# "Speak" in 2 minutes!



## cassadee7 (Nov 26, 2009)

Yesterday I decided to teach Saber to "speak" on command (just one woof). It took all of 2 minutes! She is 8 months old.

I asked her to sit. I got out the clicker and some kibble. 
I said "what's that?" all excited like. This is what we say when someone is coming up the walk to the door, and she usually starts barking and runs to the window to see. But this time when I said "what's that?" I clicked as soon as she gave one bark. She then did not run to the window or keep barking because she was focused on "hey, I am getting a treat!" I did this twice. Then I switched to having her sit, saying "speak!" in the same tone as I said "what's that" and waiting. Guess what, she barked! Click and treat. And just like that, she got it.
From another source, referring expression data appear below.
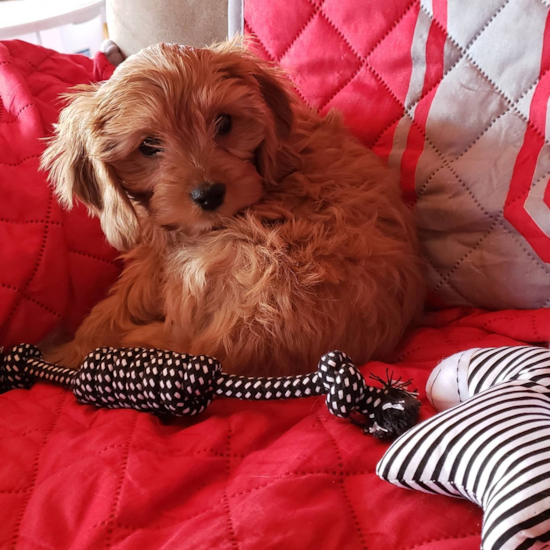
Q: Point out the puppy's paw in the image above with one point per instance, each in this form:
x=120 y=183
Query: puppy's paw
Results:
x=67 y=355
x=112 y=53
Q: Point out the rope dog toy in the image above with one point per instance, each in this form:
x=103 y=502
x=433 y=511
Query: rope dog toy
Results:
x=166 y=382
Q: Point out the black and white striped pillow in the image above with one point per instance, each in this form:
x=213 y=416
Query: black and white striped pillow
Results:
x=493 y=448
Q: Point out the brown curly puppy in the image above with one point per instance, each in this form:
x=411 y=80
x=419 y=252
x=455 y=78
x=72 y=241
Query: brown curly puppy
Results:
x=255 y=230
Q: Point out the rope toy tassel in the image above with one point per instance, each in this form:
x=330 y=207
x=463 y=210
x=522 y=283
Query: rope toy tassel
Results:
x=166 y=382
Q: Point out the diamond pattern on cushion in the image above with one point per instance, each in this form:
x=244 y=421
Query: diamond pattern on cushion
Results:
x=447 y=96
x=43 y=283
x=522 y=25
x=333 y=68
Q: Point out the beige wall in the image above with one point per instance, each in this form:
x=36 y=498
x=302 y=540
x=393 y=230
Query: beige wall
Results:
x=134 y=24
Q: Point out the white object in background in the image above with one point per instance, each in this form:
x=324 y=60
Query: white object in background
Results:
x=52 y=23
x=447 y=385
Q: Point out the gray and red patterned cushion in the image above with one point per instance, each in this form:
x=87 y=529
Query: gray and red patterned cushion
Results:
x=454 y=95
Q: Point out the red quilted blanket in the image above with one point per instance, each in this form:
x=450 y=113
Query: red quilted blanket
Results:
x=243 y=475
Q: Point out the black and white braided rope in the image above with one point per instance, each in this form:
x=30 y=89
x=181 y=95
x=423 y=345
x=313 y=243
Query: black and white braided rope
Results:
x=165 y=382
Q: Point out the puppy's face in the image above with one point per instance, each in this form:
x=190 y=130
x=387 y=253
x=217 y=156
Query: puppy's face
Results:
x=186 y=138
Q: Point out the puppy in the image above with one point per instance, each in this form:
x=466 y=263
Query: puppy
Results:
x=254 y=230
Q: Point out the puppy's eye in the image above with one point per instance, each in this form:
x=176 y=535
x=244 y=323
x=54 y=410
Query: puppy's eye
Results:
x=224 y=123
x=150 y=147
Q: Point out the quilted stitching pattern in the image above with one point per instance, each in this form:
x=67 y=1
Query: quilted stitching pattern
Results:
x=448 y=96
x=56 y=264
x=243 y=475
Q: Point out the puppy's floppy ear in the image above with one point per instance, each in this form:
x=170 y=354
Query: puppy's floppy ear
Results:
x=73 y=159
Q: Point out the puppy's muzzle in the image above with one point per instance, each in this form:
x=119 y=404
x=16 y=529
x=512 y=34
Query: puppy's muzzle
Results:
x=209 y=196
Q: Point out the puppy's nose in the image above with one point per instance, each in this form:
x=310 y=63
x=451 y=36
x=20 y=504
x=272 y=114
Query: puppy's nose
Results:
x=209 y=196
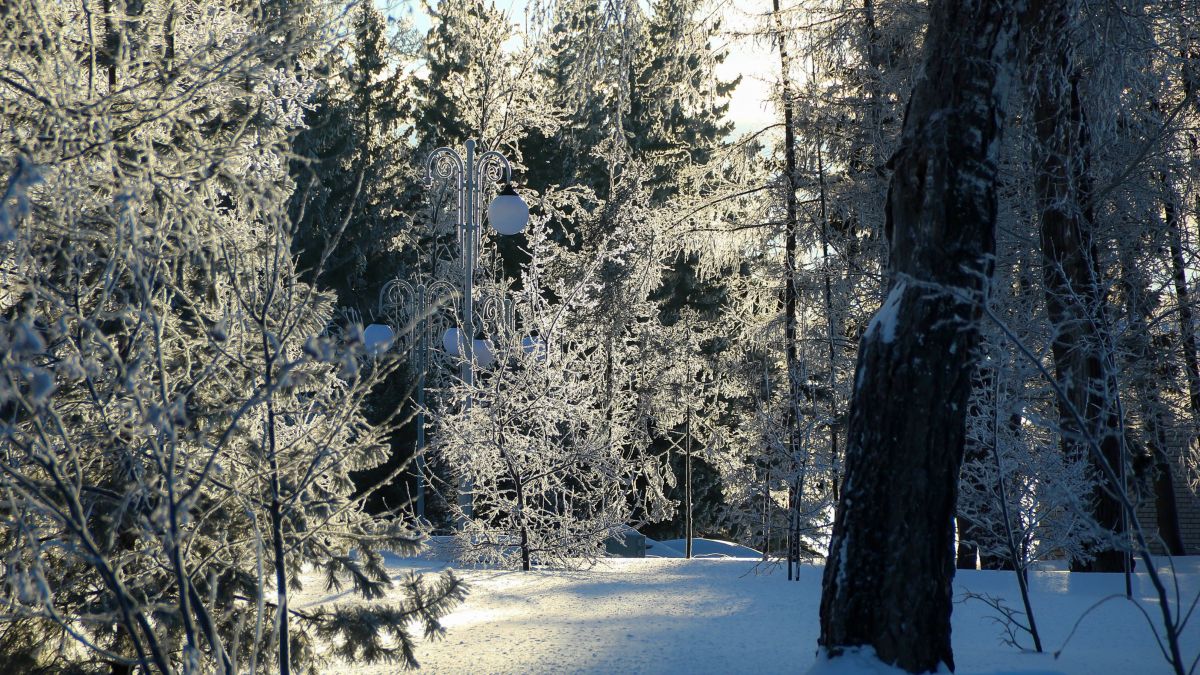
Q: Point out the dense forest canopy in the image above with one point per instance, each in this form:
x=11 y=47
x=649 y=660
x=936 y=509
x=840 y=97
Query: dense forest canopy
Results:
x=952 y=264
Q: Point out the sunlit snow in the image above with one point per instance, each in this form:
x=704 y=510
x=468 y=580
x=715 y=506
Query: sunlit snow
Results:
x=738 y=615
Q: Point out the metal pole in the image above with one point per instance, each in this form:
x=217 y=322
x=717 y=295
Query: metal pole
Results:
x=469 y=232
x=688 y=477
x=423 y=365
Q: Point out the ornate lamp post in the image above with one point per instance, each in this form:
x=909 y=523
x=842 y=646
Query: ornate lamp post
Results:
x=508 y=214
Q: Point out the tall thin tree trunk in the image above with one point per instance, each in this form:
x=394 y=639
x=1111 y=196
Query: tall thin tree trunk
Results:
x=1183 y=302
x=790 y=273
x=1075 y=302
x=1153 y=412
x=888 y=578
x=834 y=425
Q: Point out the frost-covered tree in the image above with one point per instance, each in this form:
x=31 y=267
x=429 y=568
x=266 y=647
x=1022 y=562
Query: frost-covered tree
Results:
x=178 y=422
x=553 y=458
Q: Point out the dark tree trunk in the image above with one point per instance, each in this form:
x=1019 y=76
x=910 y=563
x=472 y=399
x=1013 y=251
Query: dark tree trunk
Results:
x=967 y=556
x=793 y=423
x=1145 y=378
x=1075 y=303
x=888 y=578
x=1183 y=300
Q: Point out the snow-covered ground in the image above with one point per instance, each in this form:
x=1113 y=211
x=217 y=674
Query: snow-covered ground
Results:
x=736 y=615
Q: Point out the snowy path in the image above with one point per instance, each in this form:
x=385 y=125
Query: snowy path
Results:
x=721 y=616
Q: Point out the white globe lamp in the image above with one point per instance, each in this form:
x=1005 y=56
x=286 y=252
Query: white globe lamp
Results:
x=508 y=213
x=451 y=341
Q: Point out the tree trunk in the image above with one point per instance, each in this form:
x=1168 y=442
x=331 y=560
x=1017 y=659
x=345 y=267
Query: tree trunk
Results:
x=793 y=383
x=888 y=578
x=1145 y=378
x=1075 y=303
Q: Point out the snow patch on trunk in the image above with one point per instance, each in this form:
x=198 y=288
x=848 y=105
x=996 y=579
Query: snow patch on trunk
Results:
x=857 y=661
x=886 y=318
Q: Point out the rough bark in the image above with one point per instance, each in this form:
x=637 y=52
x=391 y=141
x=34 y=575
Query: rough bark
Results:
x=1075 y=303
x=1145 y=380
x=888 y=578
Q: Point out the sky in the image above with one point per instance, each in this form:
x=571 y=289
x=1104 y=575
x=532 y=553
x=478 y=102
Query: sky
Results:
x=750 y=108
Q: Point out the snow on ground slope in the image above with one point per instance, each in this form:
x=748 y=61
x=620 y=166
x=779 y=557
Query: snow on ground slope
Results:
x=731 y=616
x=700 y=548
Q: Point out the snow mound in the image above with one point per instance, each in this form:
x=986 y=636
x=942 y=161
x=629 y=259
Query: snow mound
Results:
x=856 y=661
x=703 y=548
Now all I have to do is say "speak" and she offers one bark, sitting nicely and waiting for her treat


----------



## ponyfarm (Apr 11, 2010)

Thats great! "Speak" is easy...now try "quiet". Much more difficult.


----------



## AddieGirl (May 10, 2011)

I'm going to try this with Addie.. She doesn't know "speak" yet. Sounds like you have a smart girl!!!


----------



## Cassidy's Mom (Mar 30, 2003)

Awesome - gotta get that on video!


----------



## cassadee7 (Nov 26, 2009)

ponyfarm said:


> Thats great! "Speak" is easy...now try "quiet". Much more difficult.
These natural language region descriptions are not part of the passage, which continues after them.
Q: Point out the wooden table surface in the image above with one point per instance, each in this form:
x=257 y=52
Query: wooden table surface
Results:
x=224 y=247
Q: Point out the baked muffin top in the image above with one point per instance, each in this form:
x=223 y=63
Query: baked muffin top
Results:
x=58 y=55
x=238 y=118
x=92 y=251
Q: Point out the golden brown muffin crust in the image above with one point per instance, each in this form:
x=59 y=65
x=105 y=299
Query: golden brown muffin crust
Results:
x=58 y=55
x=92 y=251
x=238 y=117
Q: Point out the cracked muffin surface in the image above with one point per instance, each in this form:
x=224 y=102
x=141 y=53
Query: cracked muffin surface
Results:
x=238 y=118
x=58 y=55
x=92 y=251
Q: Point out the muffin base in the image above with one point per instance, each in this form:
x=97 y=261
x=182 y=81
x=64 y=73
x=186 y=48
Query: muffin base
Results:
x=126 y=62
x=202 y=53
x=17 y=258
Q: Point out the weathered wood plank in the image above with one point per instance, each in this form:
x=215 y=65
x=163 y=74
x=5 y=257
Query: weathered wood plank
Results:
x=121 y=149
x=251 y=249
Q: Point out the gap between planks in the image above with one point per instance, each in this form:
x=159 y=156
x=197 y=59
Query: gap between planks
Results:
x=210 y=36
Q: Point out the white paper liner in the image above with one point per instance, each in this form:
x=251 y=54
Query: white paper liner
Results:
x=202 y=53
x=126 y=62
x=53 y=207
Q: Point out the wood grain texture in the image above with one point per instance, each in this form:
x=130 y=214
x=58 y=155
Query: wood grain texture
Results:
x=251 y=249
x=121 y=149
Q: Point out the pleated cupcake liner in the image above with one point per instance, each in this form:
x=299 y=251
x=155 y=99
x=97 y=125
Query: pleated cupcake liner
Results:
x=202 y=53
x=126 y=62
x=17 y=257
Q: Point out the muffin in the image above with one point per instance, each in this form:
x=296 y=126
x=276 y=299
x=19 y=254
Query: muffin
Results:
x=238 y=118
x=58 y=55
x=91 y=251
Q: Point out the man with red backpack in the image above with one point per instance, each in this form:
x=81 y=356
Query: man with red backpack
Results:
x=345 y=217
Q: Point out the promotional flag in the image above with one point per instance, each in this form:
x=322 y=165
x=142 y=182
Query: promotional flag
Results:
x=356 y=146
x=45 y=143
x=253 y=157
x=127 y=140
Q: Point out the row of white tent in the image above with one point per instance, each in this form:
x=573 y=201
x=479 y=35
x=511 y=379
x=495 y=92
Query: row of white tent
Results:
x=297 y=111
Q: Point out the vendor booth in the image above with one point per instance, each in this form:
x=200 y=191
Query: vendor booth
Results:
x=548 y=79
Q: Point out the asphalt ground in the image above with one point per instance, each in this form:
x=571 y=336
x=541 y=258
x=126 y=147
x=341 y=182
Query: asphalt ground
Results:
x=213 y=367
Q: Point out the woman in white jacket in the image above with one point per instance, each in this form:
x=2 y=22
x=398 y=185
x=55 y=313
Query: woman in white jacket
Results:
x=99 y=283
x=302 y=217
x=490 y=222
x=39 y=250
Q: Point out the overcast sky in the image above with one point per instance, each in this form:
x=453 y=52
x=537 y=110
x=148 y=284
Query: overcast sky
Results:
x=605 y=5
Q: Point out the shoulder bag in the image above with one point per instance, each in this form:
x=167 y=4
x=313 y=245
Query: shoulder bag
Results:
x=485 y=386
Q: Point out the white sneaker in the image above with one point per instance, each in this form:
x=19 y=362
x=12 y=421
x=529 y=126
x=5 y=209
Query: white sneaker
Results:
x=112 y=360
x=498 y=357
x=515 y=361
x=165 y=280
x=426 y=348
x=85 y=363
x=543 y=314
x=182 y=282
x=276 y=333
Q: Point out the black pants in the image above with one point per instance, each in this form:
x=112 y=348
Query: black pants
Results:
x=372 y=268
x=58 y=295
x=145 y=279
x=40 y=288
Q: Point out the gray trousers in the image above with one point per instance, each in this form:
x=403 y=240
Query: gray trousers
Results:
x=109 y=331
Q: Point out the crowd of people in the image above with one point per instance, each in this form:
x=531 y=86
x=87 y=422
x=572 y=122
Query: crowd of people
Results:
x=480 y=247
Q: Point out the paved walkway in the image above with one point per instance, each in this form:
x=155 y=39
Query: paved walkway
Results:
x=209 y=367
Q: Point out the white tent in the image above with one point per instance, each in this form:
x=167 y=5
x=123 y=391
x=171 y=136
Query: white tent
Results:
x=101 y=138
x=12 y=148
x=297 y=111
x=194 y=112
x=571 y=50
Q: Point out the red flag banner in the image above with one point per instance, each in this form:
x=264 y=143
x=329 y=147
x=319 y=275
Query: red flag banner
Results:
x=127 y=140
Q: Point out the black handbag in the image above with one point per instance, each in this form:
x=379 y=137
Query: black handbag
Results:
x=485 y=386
I actually taught "quiet" first, about 3 months ago!

I just waited for her to be barking at something outside, then as soon as she'd pause for 2 seconds, click and treat and say "good quiet!" After that I went to saying quiet right after she'd pause the barking, click and treat. I worked up to using "quiet" when she is really excited (visitors) and now she will sit and wait quietly for her treat for being nice


----------